Three Guiding Principles of Network Engagement

This degree of trust and mutual respect doesn’t occur spontaneously. Like any other relationships, those within networks take time, understanding of each other’s professional practices, and, often, a bit of a motivational assist.

“We’ve done a lot of thinking and iterating over the past few years around what it really takes to engage practitioners in continuous improvement,” said Lucy Herz, the co-founder and program director of the Student Success Network (SSN), who will be discussing network engagement at the Summit session with Carnevale and Savage. SSN is comprised of 50 education and youth development organizations committed to helping low-income students in New York City acquire the social and emotional skills needed to succeed in college and in life.

Herz said they are guided by three principles in growing and strengthening their network: empowering individuals, meeting people where they are, and building social relationships.

To empower network members, SSN borrows from the proverb that if you give a man a fish you feed him for a day, but if you teach him to fish you feed him for a lifetime. “We think a lot about what are the tools and the skills and the mindsets that our members need to be able to really own the work [of continuous improvement],” explained Herz.

Meeting people where they are requires paying close attention to someone’s needs and knowledge and finding a comfortable fit. Herz says they work with people at all levels of experience from executive directors to frontline staff and “with people who are really well versed in using data and also people who are skittish about data.”

The third principle is also the most critical to the success of a network, said Herz. Strong social relationships motivate people to build a culture of openness and a willingness to change and work together toward an improvement goal. One way SSN tries to do this is by having two tracks of engagement for members. The SSN Innovates Fellowship, a deep dive into improvement science, occurs in a yearlong program for 11 people nominated by their executive directors. Fellows make a commitment to attend regular meetings, to use their knowledge and resources to lead improvement project in their organizations, and to serve as a support system for each other.

What they refer to as the Improvement Science for All program are groups that members can join that focus on a specific issue, such as attendance problems or improving students’ interpersonal skills. Members still work collaboratively in these groups to identify and test change ideas, but with a little less intensity. Still, it raises a question for SSN about how to find the right balance between rigor and engagement. “We’re trying to hone in on that sweet spot,” said Herz, “that’s a question that we’re grappling with that I imagine a lot of folks are as well.”
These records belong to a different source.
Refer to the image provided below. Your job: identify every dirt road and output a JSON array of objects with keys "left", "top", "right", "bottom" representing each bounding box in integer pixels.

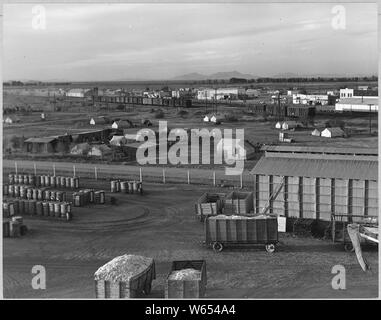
[{"left": 3, "top": 181, "right": 378, "bottom": 299}]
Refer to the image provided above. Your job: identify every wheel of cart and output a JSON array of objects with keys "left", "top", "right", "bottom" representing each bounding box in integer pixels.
[
  {"left": 212, "top": 242, "right": 224, "bottom": 252},
  {"left": 265, "top": 243, "right": 276, "bottom": 253}
]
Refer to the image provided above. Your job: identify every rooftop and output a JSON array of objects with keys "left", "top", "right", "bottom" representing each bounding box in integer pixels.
[{"left": 337, "top": 97, "right": 378, "bottom": 105}]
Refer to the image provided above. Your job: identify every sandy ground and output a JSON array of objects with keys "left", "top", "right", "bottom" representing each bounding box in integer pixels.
[{"left": 3, "top": 181, "right": 378, "bottom": 299}]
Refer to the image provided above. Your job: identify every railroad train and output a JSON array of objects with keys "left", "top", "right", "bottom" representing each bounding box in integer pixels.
[
  {"left": 250, "top": 104, "right": 316, "bottom": 118},
  {"left": 92, "top": 95, "right": 192, "bottom": 108}
]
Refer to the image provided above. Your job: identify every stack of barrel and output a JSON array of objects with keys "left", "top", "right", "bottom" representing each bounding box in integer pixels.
[
  {"left": 2, "top": 198, "right": 72, "bottom": 220},
  {"left": 4, "top": 184, "right": 67, "bottom": 202},
  {"left": 3, "top": 216, "right": 28, "bottom": 238},
  {"left": 72, "top": 189, "right": 105, "bottom": 206},
  {"left": 8, "top": 173, "right": 79, "bottom": 189},
  {"left": 111, "top": 180, "right": 143, "bottom": 194}
]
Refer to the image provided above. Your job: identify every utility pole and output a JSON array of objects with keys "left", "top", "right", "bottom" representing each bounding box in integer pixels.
[{"left": 369, "top": 104, "right": 373, "bottom": 134}]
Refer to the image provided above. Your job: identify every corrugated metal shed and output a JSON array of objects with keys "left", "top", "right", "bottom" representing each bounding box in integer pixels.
[
  {"left": 260, "top": 145, "right": 378, "bottom": 156},
  {"left": 250, "top": 157, "right": 377, "bottom": 180}
]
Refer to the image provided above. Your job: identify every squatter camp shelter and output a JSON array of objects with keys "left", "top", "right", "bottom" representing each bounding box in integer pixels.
[
  {"left": 250, "top": 145, "right": 378, "bottom": 221},
  {"left": 24, "top": 135, "right": 72, "bottom": 153}
]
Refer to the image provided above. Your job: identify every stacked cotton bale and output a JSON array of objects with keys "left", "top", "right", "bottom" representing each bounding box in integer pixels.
[{"left": 94, "top": 254, "right": 156, "bottom": 299}]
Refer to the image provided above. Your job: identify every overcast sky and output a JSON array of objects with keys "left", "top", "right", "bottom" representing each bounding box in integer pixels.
[{"left": 3, "top": 3, "right": 378, "bottom": 81}]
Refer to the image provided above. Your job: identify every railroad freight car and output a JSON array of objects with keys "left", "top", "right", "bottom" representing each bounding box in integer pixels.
[
  {"left": 205, "top": 215, "right": 278, "bottom": 252},
  {"left": 165, "top": 260, "right": 207, "bottom": 298}
]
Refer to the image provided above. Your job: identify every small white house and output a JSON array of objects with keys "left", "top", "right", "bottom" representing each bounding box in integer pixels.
[
  {"left": 111, "top": 121, "right": 118, "bottom": 129},
  {"left": 275, "top": 122, "right": 282, "bottom": 129},
  {"left": 321, "top": 127, "right": 345, "bottom": 138},
  {"left": 203, "top": 116, "right": 209, "bottom": 122},
  {"left": 90, "top": 118, "right": 96, "bottom": 125},
  {"left": 210, "top": 115, "right": 217, "bottom": 123},
  {"left": 311, "top": 129, "right": 321, "bottom": 137}
]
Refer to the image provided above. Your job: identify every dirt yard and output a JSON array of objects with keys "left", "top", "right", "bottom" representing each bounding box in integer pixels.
[{"left": 3, "top": 180, "right": 378, "bottom": 299}]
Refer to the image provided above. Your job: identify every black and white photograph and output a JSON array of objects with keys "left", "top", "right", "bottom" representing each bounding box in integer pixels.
[{"left": 1, "top": 2, "right": 379, "bottom": 301}]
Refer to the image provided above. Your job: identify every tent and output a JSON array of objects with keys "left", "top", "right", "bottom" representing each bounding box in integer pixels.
[
  {"left": 311, "top": 129, "right": 321, "bottom": 137},
  {"left": 275, "top": 122, "right": 282, "bottom": 129},
  {"left": 110, "top": 135, "right": 127, "bottom": 146},
  {"left": 321, "top": 127, "right": 345, "bottom": 138},
  {"left": 203, "top": 116, "right": 209, "bottom": 122},
  {"left": 90, "top": 118, "right": 96, "bottom": 125}
]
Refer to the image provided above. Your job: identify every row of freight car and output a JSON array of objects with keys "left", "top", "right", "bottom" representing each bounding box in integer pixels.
[
  {"left": 8, "top": 173, "right": 80, "bottom": 189},
  {"left": 94, "top": 95, "right": 192, "bottom": 108},
  {"left": 94, "top": 254, "right": 207, "bottom": 299},
  {"left": 250, "top": 104, "right": 315, "bottom": 118},
  {"left": 110, "top": 180, "right": 143, "bottom": 194},
  {"left": 3, "top": 199, "right": 72, "bottom": 220},
  {"left": 3, "top": 216, "right": 28, "bottom": 238}
]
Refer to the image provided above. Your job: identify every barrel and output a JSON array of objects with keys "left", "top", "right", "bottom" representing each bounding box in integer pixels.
[
  {"left": 120, "top": 181, "right": 128, "bottom": 193},
  {"left": 44, "top": 175, "right": 50, "bottom": 187},
  {"left": 8, "top": 174, "right": 14, "bottom": 184},
  {"left": 65, "top": 177, "right": 71, "bottom": 188},
  {"left": 23, "top": 174, "right": 29, "bottom": 185},
  {"left": 73, "top": 193, "right": 82, "bottom": 207},
  {"left": 3, "top": 184, "right": 9, "bottom": 196},
  {"left": 50, "top": 191, "right": 57, "bottom": 201},
  {"left": 70, "top": 177, "right": 75, "bottom": 189},
  {"left": 29, "top": 175, "right": 36, "bottom": 186},
  {"left": 48, "top": 202, "right": 55, "bottom": 215},
  {"left": 26, "top": 188, "right": 33, "bottom": 200},
  {"left": 14, "top": 185, "right": 20, "bottom": 198},
  {"left": 128, "top": 181, "right": 134, "bottom": 194},
  {"left": 74, "top": 177, "right": 80, "bottom": 189},
  {"left": 132, "top": 181, "right": 139, "bottom": 193},
  {"left": 44, "top": 190, "right": 51, "bottom": 201},
  {"left": 54, "top": 202, "right": 61, "bottom": 217},
  {"left": 28, "top": 200, "right": 36, "bottom": 215},
  {"left": 37, "top": 188, "right": 44, "bottom": 200},
  {"left": 8, "top": 184, "right": 14, "bottom": 197},
  {"left": 111, "top": 180, "right": 118, "bottom": 193},
  {"left": 39, "top": 175, "right": 45, "bottom": 187},
  {"left": 10, "top": 221, "right": 21, "bottom": 237},
  {"left": 20, "top": 186, "right": 26, "bottom": 199},
  {"left": 89, "top": 189, "right": 95, "bottom": 203},
  {"left": 42, "top": 202, "right": 49, "bottom": 216},
  {"left": 36, "top": 201, "right": 43, "bottom": 216},
  {"left": 56, "top": 191, "right": 64, "bottom": 202},
  {"left": 18, "top": 200, "right": 25, "bottom": 215},
  {"left": 59, "top": 176, "right": 65, "bottom": 187},
  {"left": 60, "top": 203, "right": 68, "bottom": 217},
  {"left": 17, "top": 174, "right": 23, "bottom": 184},
  {"left": 32, "top": 188, "right": 38, "bottom": 200},
  {"left": 3, "top": 202, "right": 9, "bottom": 217},
  {"left": 9, "top": 202, "right": 16, "bottom": 216},
  {"left": 13, "top": 200, "right": 19, "bottom": 215},
  {"left": 50, "top": 176, "right": 56, "bottom": 188},
  {"left": 3, "top": 220, "right": 10, "bottom": 238}
]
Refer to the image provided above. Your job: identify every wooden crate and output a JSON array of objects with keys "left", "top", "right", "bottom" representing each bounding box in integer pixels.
[
  {"left": 195, "top": 193, "right": 226, "bottom": 220},
  {"left": 224, "top": 191, "right": 253, "bottom": 214},
  {"left": 165, "top": 260, "right": 207, "bottom": 298}
]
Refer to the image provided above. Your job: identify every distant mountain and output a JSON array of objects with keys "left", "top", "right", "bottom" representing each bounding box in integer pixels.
[{"left": 173, "top": 71, "right": 256, "bottom": 81}]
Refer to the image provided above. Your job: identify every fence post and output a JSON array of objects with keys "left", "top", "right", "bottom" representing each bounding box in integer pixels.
[
  {"left": 187, "top": 170, "right": 190, "bottom": 184},
  {"left": 213, "top": 171, "right": 216, "bottom": 186},
  {"left": 240, "top": 174, "right": 243, "bottom": 189},
  {"left": 15, "top": 161, "right": 18, "bottom": 175},
  {"left": 95, "top": 167, "right": 98, "bottom": 180},
  {"left": 162, "top": 168, "right": 166, "bottom": 184},
  {"left": 34, "top": 163, "right": 37, "bottom": 176},
  {"left": 139, "top": 168, "right": 143, "bottom": 183},
  {"left": 73, "top": 165, "right": 76, "bottom": 177},
  {"left": 53, "top": 164, "right": 56, "bottom": 176}
]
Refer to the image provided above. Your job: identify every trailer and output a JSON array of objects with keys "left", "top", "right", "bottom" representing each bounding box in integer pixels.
[
  {"left": 165, "top": 260, "right": 207, "bottom": 298},
  {"left": 205, "top": 215, "right": 278, "bottom": 253},
  {"left": 331, "top": 214, "right": 378, "bottom": 252}
]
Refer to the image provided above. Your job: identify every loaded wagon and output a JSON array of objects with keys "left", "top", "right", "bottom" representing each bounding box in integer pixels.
[
  {"left": 205, "top": 215, "right": 278, "bottom": 253},
  {"left": 195, "top": 192, "right": 226, "bottom": 221},
  {"left": 331, "top": 214, "right": 378, "bottom": 251},
  {"left": 165, "top": 260, "right": 207, "bottom": 298},
  {"left": 94, "top": 254, "right": 156, "bottom": 298}
]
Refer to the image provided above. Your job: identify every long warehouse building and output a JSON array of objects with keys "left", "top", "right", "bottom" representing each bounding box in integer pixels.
[{"left": 250, "top": 146, "right": 378, "bottom": 220}]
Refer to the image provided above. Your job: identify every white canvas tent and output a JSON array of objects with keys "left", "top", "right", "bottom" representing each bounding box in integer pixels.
[
  {"left": 311, "top": 129, "right": 321, "bottom": 136},
  {"left": 321, "top": 127, "right": 344, "bottom": 138},
  {"left": 275, "top": 122, "right": 282, "bottom": 129},
  {"left": 203, "top": 116, "right": 209, "bottom": 122}
]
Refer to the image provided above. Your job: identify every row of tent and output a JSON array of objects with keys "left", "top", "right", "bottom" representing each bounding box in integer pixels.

The principals in Delaware fall into the deep dive category. Savage has found in the networks the encouragement to keep moving forward with improvement work even in challenging times, and says it’s allowed her to do “some of the best work that I’ve ever done in my educational career.” Carnevale credits SAIC with keeping her on the job. She was preparing to retire and had even told people at work about it, but changed her mind after attending a SAIC workshop. That’s where she connected with Savage and gained renewed excitement and value and realized “that I’m not just working in Milford, Delaware, but I’m part of a much bigger push, a much bigger movement in this country.”